(34) SUSUZ MENEKŞE🌺

564 113 14
                                    

Cehennem narında yakma beni Mevlam. Yaşarken ateşi kalbimde son nefesime kadar taşıdım.

🌺

Yüce Mevla sevdiği kullarına derdi kederi çok verirmiş. İmtihanıma isyan etme ki seni cennetle ödüllendireyim dermiş.

Güzel hikayeler sonsuza kadar devam etmezmiş. Bu dünyada kirlenmesin cennette sürsün diye bazıları mahşere kalırmış.

Bizim aşkımız bu dünya için fazla mı güzeldi canımın içi? Kavuşmamız cennette mi baki olacaktı? Bizim sevdamız yarım kalıp mahşerde mi devam edecekti?

Neredeyim, kiminleyim, nereye götürülüyorum? Hiçbirinin cevabı yoktu bende. Gözlerimi açamıyor, dudaklarımı oynatamıyordum. Uyuşmuş gibiydim. Felç geçirmiş gibi...
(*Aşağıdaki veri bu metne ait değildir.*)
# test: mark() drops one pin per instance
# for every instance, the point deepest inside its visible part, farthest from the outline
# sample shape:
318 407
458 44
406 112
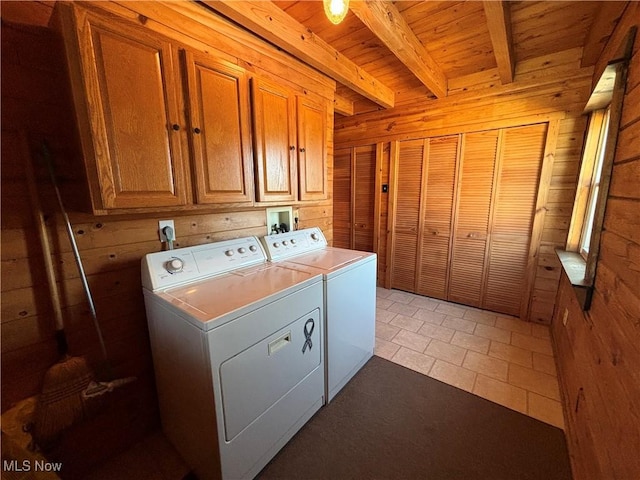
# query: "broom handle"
76 253
36 210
Tek bildiğim yolumdan çevrilmiş, izbe sokaklarda kaybolmuştum. Nuh. Tek düşündüğüm oydu. Öğrendiğinde deliye döneceğiydi, aklını kaybedeceğiydi. Nasıl baş edecekti bu haberle? Allah'ım sen ona dayanma gücü ver. Sen bana sevdiğim için güç kuvvet ver. Bir kez daha yardımını esirgeme bizden.

Yolda olduğumuzu biliyordum. Yattığım yer fazla sertti ve devamlı sarsılıyordum. Ağır bir koku vardı içeride ve benimle birlikte bir kişi daha vardı. Yüzünde maske olan o kadın...

Bana ne yaptılarsa hala etkisindeydim. İçinde bulunduğum bu kabus nerede son bulacak bilmiyordum. Bildiğim bir şey varsa o da sevdiklerimden yavaş yavaş uzaklaşıyor oluşumdu.

Menekşe susuz kalmıştı. Menekşe güneşsiz, Menekşe yine kimsesiz kalmıştı. Menekşe Nuh'suz kuruyacaktı...

🌺

Elindeki valizi muavine verirken içi içini yiyordu. Kafasında binlerce senaryo kurmuş hep en beterinde kalbi sıkışmıştı.

Bir kez daha aradı Menekşe'sini. Aradığınız kişiye şu an da ulaşılamıyor. Sabahtan beri duyduğu tek söz buydu.

Sinirle ayağını yere vurdu. Bir kez de abisini aradı. Kırkıncı aramasında nihayet bir yanıt alabilmişti. "Abi delirtmek mi istiyorsunuz beni? Sabahtan beri arıyorum niye açmıyor kimse? Öldürmek mi istiyorsunuz meraktan?"

"Nuh," dedi Cihat. Sesi yorgunluktan üzüntüden kısık çıkıyordu. "Neredesin abim, bindin mi otobüse?"

"Biniyorum şimdi! Niye kem küm ediyorsun? Menekşe nerede? Telefona ver karımı abi!"

"Otobüse bin oğlum. Sakin ol. Rahatsız biraz o sebepten gelemedik. Endişelenme diye de aramadık seni."

"Abi bak benim canım burnumda. Ruhum sıkışıyor! Neyi var Menekşe'min? Ölüm döşeğinde de olsa açar o telefonu."

"Abim hadi bin otobüsüne. Sorun yok diyorum ya."

Nuh, abisinin sorun yok dediğini bile duymadı. Yüreğine ateş düşmüştü bir kere. Ne dese kar etmiyordu. Otobüse binip biletinde yazan yere otururken elindeki telefona bakıyordu çaresizce. Bir şey olmuştu. Hissediyordu. Yüreğindeki bu ateş sebepsiz değildi.

Buket'i aradı bir kez daha. Otobüse sığamıyordu. Karısının sesini duymadan bu yol bitmeyecekti. Gömleğinin birkaç düğmesini açtı. Nefes almakta güçlük çekiyordu. Buket telefonu açar açmaz dişlerini sıkarak kardeşine hesap sordu. "Kaç kere aradığım görünmüyor mu Buket o ekranda?"